The K-12 funding is included in Senate Bill 2555.  The higher education funding is included in Senate Bill 2556.

The Senate plans to take up two budget bills tomorrow as well:

  • House Bill 214 is general services spending, the General Assembly’s budget and the constitutional officers' budgets.
  • HB 215 is public safety and transportation spending, Illinois Department of Corrections budget, capital construction spending for the next fiscal year and the Illinois Department of Natural Resources budget. Both have been approved by the House.

Health insurance exchange 
The bill authorizing the “Obamacare” online insurance marketplace exchange passed the Senate and awaits a vote in the House to confirm or reject changes the Senate made that need to be reconciled before the legislation can be sent to the governor. Individuals would be allowed to purchase health insurance plans if they do not receive health insurance through an employer. The exchange is scheduled to begin in 2014. The bill is House Bill 3227.

Speed limit increase
A bill increasing the highway speed limit to 70 mph in most of downstate Illinois has passed both chambers and now heads to the governor. Freshman Republican Sen. Jim Oberweis of Sugar Grove sponsored the Senate version. Cook, DuPage, Kane, Lake, McHenry, Will, Madison and St. Clair counties would be able to opt out of the increase. The bill is Senate Bill 2356.

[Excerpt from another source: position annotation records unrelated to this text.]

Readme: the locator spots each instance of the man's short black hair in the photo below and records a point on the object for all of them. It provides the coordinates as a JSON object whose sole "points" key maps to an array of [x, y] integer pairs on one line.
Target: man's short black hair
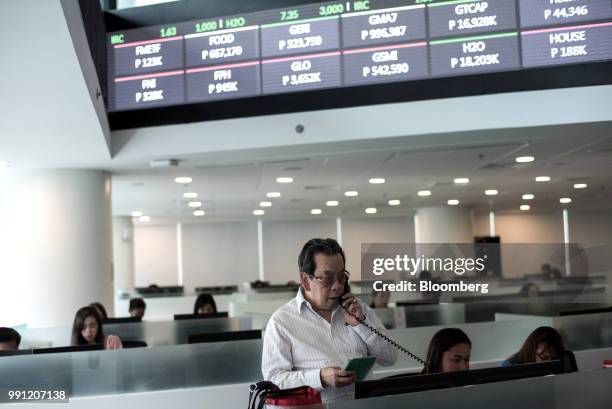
{"points": [[329, 247], [9, 335], [137, 303]]}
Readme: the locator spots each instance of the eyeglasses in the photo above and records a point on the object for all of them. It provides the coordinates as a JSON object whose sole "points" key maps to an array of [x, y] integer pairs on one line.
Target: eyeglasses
{"points": [[328, 281]]}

A bill narrowly defining drone use by law enforcement passed the House, and now the Senate needs to take up changes the House made. The Senate version allowed law enforcement to use a drone quickly to prevent extensive damage to property. The House version rejects that. The bill is Senate Bill 1587.

Pension changes 
The House and Senate appear to have reached an impasse on the issue, but anything can happen on the last day of session. Keep an eye out for an attempt at a last-minute compromise.

Blue Island Democratic Rep. Robert Rita, the sponsor of SB 1739, said today that he hopes to have a final bill tomorrow. It wouldn’t be the end of session without a push for a gambling expansion.

Concealed carry of firearms
Players from both chambers are reportedly meeting on this issue. The two bills from each chamber are not that far apart, so a compromise bill is a possibility.